Após pacote, governo discute elevar tarifas dos portos

Um mês e meio depois de lançar um pacote de investimentos e mudanças regulatórias nos portos para baratear o frete e dar mais competitividade aos produtos brasileiros, o governo discute uma proposta para reajustar em 58,2% as tarifas cobradas dos usuários do Porto de Santos (SP), o maior do País.

O aumento seria dividido em três parcelas: 25% de imediato e duas parcelas de 12,5% a partir de 1º de janeiro de 2014 e 1º de janeiro de 2015. A elevação dos preços foi proposta pela Agência Nacional de Transportes Aquaviários (Antaq) e, para entrar em vigor, depende do sinal verde do Ministério da Fazenda.

A Antaq explica que a tarifa estava sem aumento desde 2005, quando foram elevadas em 22,67%. Os recursos serão utilizados para investimentos no porto, como dragagem de canais.
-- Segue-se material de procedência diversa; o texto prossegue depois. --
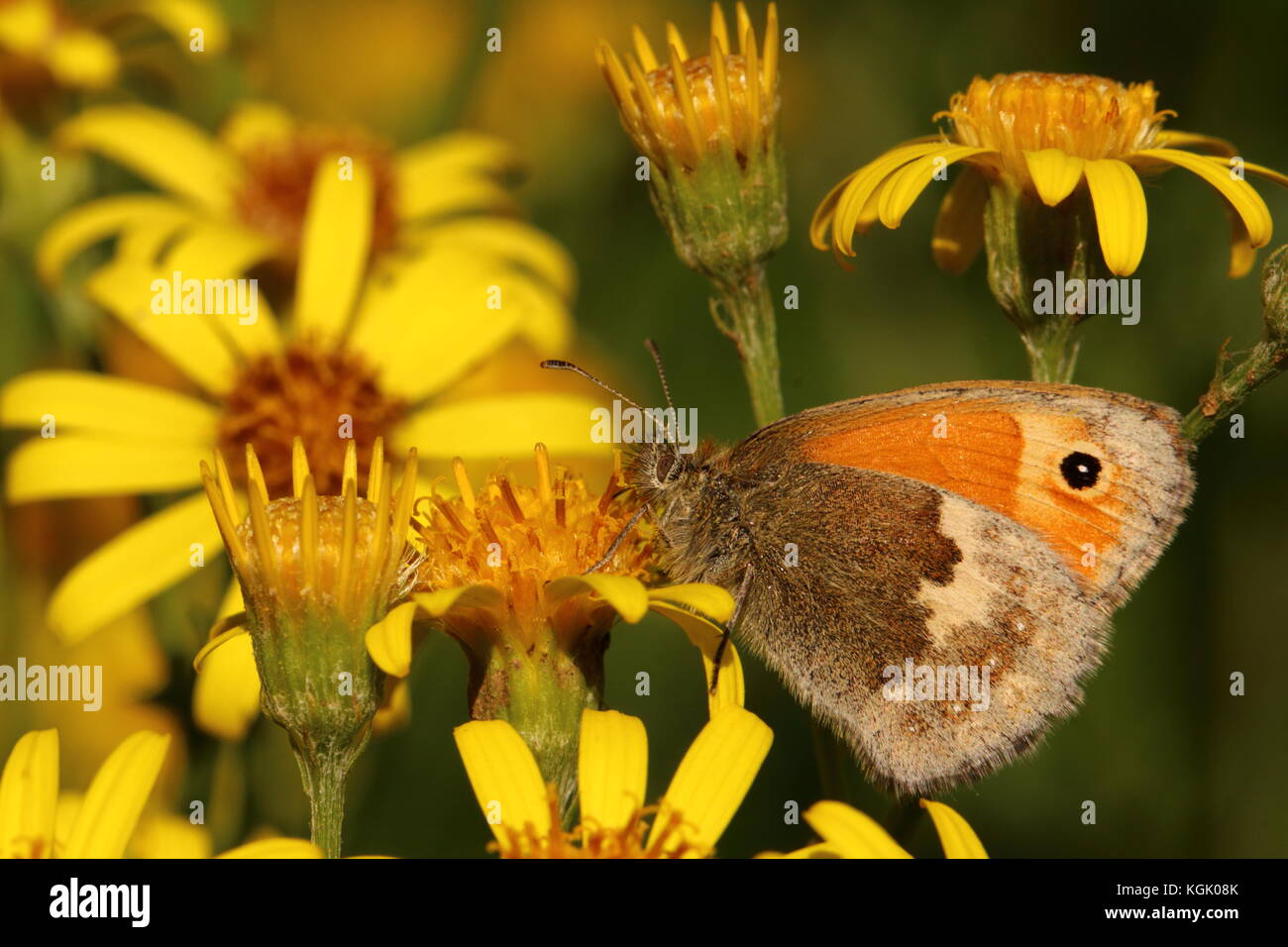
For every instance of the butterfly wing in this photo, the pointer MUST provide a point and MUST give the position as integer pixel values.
(935, 569)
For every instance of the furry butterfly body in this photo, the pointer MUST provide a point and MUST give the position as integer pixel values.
(980, 527)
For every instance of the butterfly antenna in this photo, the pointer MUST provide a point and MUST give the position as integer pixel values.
(568, 367)
(661, 372)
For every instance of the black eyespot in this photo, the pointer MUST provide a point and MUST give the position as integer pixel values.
(1080, 471)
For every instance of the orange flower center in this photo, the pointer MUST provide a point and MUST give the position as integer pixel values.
(1083, 116)
(326, 397)
(274, 195)
(518, 539)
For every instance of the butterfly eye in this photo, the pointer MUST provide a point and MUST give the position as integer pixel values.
(1080, 471)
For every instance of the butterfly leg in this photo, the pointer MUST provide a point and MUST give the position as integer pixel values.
(733, 622)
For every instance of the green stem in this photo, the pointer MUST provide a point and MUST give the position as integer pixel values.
(323, 776)
(745, 312)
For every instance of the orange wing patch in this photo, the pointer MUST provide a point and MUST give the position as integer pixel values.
(1035, 468)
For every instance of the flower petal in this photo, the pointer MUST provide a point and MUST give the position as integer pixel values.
(133, 567)
(163, 149)
(612, 768)
(1054, 172)
(107, 406)
(909, 182)
(94, 466)
(1216, 171)
(851, 202)
(501, 425)
(506, 781)
(513, 241)
(454, 172)
(954, 834)
(960, 224)
(29, 796)
(1122, 218)
(711, 781)
(274, 848)
(89, 223)
(700, 611)
(850, 832)
(226, 694)
(116, 797)
(389, 641)
(625, 594)
(334, 247)
(189, 342)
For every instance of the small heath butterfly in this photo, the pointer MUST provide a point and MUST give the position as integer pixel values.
(930, 571)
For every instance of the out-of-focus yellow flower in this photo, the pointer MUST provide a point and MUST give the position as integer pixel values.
(846, 832)
(361, 359)
(704, 792)
(1044, 134)
(245, 197)
(104, 817)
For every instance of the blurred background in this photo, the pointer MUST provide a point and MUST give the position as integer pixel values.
(1173, 763)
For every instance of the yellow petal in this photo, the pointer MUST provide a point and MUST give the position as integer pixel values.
(334, 245)
(625, 594)
(179, 17)
(509, 240)
(1216, 171)
(81, 401)
(89, 223)
(850, 832)
(191, 343)
(168, 836)
(506, 781)
(451, 174)
(1121, 214)
(226, 694)
(94, 466)
(274, 848)
(502, 425)
(864, 182)
(711, 781)
(960, 224)
(29, 796)
(389, 641)
(394, 329)
(954, 834)
(700, 611)
(163, 149)
(1188, 140)
(253, 125)
(217, 254)
(612, 768)
(907, 183)
(1054, 172)
(84, 59)
(116, 797)
(133, 567)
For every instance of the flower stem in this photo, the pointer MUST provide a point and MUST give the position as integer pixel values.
(745, 312)
(323, 776)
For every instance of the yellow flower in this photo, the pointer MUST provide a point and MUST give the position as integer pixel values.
(846, 832)
(103, 821)
(361, 359)
(704, 792)
(506, 573)
(248, 197)
(1044, 134)
(679, 108)
(46, 42)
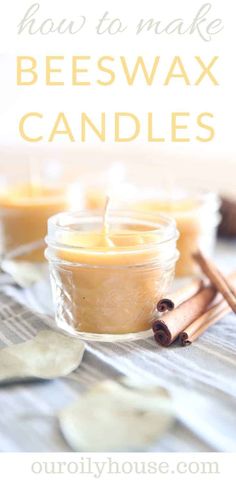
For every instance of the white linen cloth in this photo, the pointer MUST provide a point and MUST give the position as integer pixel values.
(201, 378)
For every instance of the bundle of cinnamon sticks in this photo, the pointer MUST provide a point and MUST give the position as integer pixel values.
(191, 310)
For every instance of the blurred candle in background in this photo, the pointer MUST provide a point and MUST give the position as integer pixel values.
(27, 199)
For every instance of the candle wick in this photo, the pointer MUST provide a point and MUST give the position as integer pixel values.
(105, 215)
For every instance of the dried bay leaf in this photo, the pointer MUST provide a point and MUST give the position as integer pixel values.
(116, 417)
(48, 355)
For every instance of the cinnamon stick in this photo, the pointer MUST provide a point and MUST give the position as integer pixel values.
(217, 279)
(200, 325)
(179, 296)
(166, 330)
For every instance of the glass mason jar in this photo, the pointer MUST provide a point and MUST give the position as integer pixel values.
(197, 218)
(106, 284)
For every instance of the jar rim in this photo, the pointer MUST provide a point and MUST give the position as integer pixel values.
(162, 227)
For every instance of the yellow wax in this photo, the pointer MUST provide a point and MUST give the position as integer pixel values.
(24, 212)
(190, 225)
(110, 287)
A proposta foi aprovada pelo Conselho de Autoridade Portuária (Cap) de Santos, formado por governo, Docas, empresas e trabalhadores.

O momento escolhido para essa discussão, porém, foi ruim para o governo, por ser um elemento a mais na tumultuada tramitação da Medida Provisória (MP) dos Portos, a 595. Na quarta (20), os líderes governistas enfrentaram mais de uma hora de debates sobre regimentos antes de instalar a comissão mista do Congresso que analisará a MP. Parlamentares ligados aos trabalhadores portuários que haviam assinado a lista de presença decidiram retirá-la com o intuito de "derrubar" a sessão.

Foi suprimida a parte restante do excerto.